Why does the first response in my OpenAI Realtime C# session show cached token usage (cached_input_tokens) even though no prior context exists?

1 week ago 16

ARTICLE AD BOX

I'm working with the OpenAI.Realtime C# SDK and logging detailed token‑usage metrics for a multi‑turn audio conversation. My setup is based on a custom RealtimeScenarioBase class and a derived scenario (RT_Test3_TwoVoices) that sends two audio inputs and receives two audio responses.

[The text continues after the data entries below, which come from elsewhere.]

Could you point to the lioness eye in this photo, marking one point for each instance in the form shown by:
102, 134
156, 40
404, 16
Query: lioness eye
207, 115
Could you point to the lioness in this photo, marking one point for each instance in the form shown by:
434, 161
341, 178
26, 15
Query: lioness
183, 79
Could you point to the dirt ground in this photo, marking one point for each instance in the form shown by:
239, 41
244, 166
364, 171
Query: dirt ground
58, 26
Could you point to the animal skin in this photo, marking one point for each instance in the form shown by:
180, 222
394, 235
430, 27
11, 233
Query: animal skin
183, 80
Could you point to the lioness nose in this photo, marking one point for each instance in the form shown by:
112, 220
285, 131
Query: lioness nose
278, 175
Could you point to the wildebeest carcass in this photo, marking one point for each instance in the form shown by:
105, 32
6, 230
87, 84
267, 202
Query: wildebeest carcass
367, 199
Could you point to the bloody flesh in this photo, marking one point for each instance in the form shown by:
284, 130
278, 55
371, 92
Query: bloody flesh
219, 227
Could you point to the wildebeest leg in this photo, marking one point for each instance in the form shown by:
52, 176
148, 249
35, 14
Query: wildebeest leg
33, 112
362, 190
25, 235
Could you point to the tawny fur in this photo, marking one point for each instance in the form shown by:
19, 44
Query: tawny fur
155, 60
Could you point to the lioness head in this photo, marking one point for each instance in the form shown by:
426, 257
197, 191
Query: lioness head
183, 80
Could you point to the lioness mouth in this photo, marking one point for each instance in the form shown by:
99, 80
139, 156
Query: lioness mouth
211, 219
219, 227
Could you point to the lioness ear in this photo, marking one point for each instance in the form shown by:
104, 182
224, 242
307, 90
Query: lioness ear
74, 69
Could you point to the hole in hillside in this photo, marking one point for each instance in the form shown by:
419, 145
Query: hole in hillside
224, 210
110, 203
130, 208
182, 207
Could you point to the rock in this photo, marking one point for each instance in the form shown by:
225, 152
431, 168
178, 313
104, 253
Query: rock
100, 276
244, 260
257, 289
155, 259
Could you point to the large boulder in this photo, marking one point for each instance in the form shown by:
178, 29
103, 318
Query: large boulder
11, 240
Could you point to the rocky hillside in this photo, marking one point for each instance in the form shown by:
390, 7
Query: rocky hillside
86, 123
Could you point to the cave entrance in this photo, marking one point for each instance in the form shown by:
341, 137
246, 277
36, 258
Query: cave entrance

Everything works, but I’ve noticed a strange token‑usage pattern:

Problem

The first assistant response in the session shows cached input tokens, even though:

No previous conversation history exists

No prior user messages were sent

The session was just created

The model is gpt-realtime-mini (Azure deployment)

Example Logged Usage

Timestamp: 2026-03-22T02:49:15.7672185+00:00 Step: Voice1 Model: realtime-mini-test-3 InputTokens: 1459 InputTextTokens: 1349 InputAudioTokens: 110 CachedInputTokens: 1408 CachedTextInputTokens: 1344 CachedAudioInputTokens: 64 OutputTokens: 396 OutputTextTokens: 97 OutputAudioTokens: 299 TotalTokens: 1855

The second turn also shows cached tokens, which is expected, but the first turn should not, unless I'm misunderstanding how caching works.

My Question

Why does the first assistant response in a Realtime session show cached token usage?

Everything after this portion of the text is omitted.